Desta vez, o papel central é atribuído a um jornalista norte-americano, encarregue de fazer a cobertura de um acontecimento desportivo de grande importância para a população do bairro de Harlem, Detroit. Mas cedo Fate se esquece do combate de boxe, protagonizado pelo pugilista negro sobre o qual deve incidir a matéria e interessa-se pelos crimes, envolvendo uma assustadoramente elevada taxa de assassínios acompanhados de violação daquela pequena cidade no Norte do México. O desejo de ver publicado o resultado das investigações é-lhe, no entanto, dificultado por um motivo surpreendente: a revista para a qual escreve destina-se ao público afro-americano e as mulheres assassinadas são, na sua maioria, mexicanas.
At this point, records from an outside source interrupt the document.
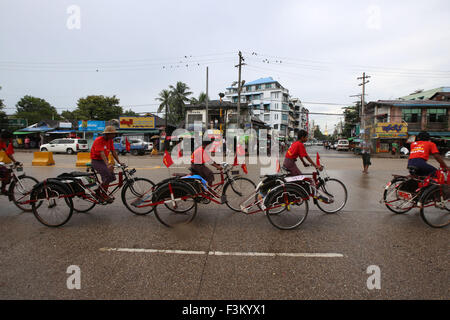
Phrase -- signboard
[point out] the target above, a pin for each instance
(91, 125)
(17, 123)
(137, 122)
(65, 125)
(391, 130)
As primeiras frases desta terceira parte de 2666 colocam imediatamente o leitor, mais uma vez, em contacto com o pensamento caótico do protagonista no qual predomina a ideia de morte e a sua chegada, súbita e inesperada, como se fosse uma partida do destino (Fate, em inglês). A chegada da Morte é como um cataclismo que lhe leva repentinamente a mãe e uma vizinha, deixando-o como que absorto, anestesiado devido ao choque, o que faz pensar que Bolaño projectava de forma subtil e indirecta o drama pelo qual estava a passar e que se pode detectar nas entrelinhas: a doença e subsequente alteração no quotidiano e na relação com as pessoas mais chegadas.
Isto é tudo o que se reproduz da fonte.